La supplémentation directe en vitamine D et le rayonnement UBV permettraient de mieux préparer les porcelets au stress lié au sevrage. Photo : Archives/TCN
La supplémentation directe en vitamine D et le rayonnement UVB permettraient de mieux préparer les porcelets au stress lié au sevrage. Photo : Archives/TCN

Des lampes de vivarium

Dans un second temps, Lucie Galiot a voulu mesurer l’effet de cette stratégie dans un contexte commercial et la comparer aux résultats en laboratoire. Pour reproduire l’effet de sa « cabine de bronzage » chez un éleveur, elle a remplacé la lampe à infrarouge derrière la truie par une lampe fluorescente qui sert habituellement à éclairer les vivariums où l’on garde les lézards. Vu que les porcelets ont libre accès à la cage de mise bas, la durée d’exposition a été réglée à deux heures par jour pour qu’elle soit suffisante. De plus, la lampe a été ­placée hors d’atteinte des porcelets, afin d’éviter tout bris.

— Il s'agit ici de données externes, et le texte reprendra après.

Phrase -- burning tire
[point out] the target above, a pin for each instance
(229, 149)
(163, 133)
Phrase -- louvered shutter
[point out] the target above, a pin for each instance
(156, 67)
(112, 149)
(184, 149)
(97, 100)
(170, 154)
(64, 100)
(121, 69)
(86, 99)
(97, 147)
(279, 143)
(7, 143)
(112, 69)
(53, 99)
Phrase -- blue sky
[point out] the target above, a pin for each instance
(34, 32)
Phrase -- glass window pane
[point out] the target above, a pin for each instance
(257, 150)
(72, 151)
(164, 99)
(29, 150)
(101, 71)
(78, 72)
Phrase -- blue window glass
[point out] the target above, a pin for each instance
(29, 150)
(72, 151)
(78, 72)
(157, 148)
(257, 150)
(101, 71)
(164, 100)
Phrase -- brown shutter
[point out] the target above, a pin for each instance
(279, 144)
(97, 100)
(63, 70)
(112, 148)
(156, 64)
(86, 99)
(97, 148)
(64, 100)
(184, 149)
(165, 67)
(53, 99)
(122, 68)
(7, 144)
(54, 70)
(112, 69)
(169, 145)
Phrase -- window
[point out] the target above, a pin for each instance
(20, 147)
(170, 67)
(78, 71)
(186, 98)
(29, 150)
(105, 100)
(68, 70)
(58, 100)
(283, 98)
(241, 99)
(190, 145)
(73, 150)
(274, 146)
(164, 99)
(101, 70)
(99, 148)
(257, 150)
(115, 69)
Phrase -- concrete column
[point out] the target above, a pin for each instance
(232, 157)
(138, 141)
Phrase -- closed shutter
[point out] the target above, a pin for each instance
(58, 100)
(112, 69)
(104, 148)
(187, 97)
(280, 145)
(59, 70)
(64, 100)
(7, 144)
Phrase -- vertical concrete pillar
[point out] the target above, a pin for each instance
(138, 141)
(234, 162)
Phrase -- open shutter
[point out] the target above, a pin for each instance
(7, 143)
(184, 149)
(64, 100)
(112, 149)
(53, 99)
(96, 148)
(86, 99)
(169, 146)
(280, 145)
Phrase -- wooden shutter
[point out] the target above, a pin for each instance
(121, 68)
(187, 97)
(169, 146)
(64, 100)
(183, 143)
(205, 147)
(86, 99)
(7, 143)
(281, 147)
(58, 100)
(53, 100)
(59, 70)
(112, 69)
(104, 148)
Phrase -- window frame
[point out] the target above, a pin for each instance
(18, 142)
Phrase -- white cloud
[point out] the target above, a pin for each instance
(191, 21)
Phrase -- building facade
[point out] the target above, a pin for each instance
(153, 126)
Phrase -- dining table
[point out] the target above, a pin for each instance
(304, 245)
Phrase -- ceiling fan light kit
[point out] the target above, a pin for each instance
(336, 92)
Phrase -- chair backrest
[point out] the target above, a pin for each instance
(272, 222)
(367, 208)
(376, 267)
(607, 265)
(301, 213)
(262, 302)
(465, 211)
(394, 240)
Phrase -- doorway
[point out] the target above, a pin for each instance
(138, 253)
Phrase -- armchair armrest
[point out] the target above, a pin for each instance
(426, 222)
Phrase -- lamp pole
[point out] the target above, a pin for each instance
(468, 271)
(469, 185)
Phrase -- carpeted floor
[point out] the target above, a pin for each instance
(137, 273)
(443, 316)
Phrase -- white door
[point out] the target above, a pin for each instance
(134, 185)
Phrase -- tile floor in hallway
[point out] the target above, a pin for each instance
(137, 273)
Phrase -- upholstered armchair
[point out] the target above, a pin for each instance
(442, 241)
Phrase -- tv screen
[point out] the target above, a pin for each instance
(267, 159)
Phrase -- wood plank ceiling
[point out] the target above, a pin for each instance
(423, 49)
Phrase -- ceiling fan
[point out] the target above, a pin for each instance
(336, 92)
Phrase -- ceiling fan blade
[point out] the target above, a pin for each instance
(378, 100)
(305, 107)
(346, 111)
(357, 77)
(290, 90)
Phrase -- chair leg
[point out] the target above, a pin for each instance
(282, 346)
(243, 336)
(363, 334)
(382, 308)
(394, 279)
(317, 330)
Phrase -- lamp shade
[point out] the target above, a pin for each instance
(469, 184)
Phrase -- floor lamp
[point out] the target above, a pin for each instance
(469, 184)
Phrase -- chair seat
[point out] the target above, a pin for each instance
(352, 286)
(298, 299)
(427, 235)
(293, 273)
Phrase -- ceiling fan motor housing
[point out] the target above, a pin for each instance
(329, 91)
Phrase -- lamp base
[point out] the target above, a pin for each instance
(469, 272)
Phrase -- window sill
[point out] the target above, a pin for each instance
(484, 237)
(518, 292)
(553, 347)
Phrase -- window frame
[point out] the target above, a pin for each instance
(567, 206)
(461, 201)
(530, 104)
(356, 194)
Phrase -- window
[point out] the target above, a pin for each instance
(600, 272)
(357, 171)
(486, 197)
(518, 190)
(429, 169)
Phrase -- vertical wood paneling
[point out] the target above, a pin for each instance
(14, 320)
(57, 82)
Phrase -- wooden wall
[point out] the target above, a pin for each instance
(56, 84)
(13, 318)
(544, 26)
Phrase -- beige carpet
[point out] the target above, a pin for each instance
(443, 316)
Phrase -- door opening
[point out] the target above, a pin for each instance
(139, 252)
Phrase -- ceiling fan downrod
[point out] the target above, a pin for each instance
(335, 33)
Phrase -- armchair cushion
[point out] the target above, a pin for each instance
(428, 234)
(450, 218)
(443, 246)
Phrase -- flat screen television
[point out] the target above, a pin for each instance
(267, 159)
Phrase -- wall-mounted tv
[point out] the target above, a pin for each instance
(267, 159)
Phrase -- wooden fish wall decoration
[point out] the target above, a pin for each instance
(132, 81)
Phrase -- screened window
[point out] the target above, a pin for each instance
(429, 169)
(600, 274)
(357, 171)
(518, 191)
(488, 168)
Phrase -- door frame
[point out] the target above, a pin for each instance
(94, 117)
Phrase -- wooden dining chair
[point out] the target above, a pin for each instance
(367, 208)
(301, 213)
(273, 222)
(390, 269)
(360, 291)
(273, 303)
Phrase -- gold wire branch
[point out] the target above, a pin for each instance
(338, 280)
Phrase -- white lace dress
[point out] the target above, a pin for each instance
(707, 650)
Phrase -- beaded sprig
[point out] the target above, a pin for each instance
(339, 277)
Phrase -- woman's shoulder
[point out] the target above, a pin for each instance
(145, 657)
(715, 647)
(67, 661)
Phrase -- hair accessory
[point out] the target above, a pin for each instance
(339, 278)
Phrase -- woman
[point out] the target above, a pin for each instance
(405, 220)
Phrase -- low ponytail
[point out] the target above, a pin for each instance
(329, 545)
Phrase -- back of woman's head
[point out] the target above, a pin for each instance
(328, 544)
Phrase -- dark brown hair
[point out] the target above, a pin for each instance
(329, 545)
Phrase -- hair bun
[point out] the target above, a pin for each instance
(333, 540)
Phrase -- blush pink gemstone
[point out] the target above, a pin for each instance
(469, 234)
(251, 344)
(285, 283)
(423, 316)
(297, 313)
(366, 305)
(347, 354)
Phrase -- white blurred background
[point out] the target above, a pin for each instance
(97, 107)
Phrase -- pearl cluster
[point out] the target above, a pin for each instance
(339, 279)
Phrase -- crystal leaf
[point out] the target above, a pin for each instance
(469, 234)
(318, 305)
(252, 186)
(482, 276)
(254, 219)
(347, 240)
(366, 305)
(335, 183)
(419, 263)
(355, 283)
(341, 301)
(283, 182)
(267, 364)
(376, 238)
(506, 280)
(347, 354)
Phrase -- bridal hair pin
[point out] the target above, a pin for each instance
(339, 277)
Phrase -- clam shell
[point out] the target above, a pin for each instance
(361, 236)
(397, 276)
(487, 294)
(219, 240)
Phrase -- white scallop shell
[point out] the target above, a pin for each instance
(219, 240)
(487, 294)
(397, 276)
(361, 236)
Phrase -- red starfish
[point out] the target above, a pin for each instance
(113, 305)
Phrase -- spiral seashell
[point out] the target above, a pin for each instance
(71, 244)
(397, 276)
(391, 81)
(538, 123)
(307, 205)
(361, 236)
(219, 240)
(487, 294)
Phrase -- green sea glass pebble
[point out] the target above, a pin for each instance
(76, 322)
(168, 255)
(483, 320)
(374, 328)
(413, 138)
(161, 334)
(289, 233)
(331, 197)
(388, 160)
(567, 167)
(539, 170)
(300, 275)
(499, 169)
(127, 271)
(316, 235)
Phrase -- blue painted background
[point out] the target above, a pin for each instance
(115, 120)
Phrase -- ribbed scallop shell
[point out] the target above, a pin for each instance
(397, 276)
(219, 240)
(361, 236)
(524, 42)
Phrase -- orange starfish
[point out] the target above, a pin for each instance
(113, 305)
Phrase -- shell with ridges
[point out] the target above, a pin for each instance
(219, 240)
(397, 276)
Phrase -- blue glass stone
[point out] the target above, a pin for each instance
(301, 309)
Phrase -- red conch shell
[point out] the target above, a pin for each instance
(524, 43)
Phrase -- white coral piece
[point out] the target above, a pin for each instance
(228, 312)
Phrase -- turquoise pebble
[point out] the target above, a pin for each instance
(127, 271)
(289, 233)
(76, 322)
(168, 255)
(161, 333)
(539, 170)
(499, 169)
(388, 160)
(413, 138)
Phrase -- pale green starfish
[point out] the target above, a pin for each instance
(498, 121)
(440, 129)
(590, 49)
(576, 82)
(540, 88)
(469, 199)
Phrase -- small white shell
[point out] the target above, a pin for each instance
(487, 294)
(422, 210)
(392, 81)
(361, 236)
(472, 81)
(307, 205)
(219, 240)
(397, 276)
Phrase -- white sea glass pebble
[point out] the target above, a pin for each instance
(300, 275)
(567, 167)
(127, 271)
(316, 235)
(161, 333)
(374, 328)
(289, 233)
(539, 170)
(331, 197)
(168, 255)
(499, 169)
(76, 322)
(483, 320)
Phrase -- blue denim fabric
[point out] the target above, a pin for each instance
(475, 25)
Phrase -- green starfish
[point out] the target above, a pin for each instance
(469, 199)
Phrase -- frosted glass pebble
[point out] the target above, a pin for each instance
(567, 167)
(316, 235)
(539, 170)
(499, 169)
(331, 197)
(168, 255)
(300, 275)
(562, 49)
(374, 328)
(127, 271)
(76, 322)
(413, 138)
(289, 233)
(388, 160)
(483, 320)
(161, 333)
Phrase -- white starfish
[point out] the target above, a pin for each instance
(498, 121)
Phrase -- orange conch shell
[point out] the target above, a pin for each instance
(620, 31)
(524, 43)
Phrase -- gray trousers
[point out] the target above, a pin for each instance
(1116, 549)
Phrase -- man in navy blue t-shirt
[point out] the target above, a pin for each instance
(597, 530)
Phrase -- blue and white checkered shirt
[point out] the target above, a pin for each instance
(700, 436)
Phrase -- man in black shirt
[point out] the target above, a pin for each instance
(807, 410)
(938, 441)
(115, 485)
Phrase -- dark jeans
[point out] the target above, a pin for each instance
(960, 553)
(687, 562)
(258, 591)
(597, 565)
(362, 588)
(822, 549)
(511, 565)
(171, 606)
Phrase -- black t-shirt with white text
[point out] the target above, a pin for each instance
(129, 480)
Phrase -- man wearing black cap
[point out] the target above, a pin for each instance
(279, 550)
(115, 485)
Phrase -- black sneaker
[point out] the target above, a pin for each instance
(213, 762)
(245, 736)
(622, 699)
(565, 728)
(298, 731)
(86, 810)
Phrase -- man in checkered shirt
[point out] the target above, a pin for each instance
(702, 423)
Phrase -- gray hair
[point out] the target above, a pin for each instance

Si la supplémentation aux truies a eu un effet positif, mais limité, en contexte commercial, c’est surtout la supplémentation directe aux porcelets qui a retenu l’attention de Lucie Galiot, avec un bond de 50 % du statut en vitamine D au moment du sevrage à la ferme et de 300 % en station expérimentale. « On peut expliquer cette différence par le contexte plus ­challengeant d’un élevage commercial, mais aussi dans la façon de donner les rayons UVB », ­commente Lucie Galiot.

Cette dernière croit qu’il serait pertinent de trouver une meilleure façon d’installer les lampes UVB dans une ferme pour se rapprocher des résultats en station expérimentale et d’établir une charte pour connaître les besoins précis des porcelets pour ce micronutriment. Bien que les effets s’estompent vers le jour 42, la supplémentation directe en vitamine D et le rayonnement UVB permettent de mieux préparer les porcelets au stress lié au sevrage, conclut l’étudiante au postdoctorat. Cela étant dit, la prudence avec l’usage des lampes UVB est de mise pour éviter que les porcelets soient surexposés à cette lumière et développent… des coups de soleil!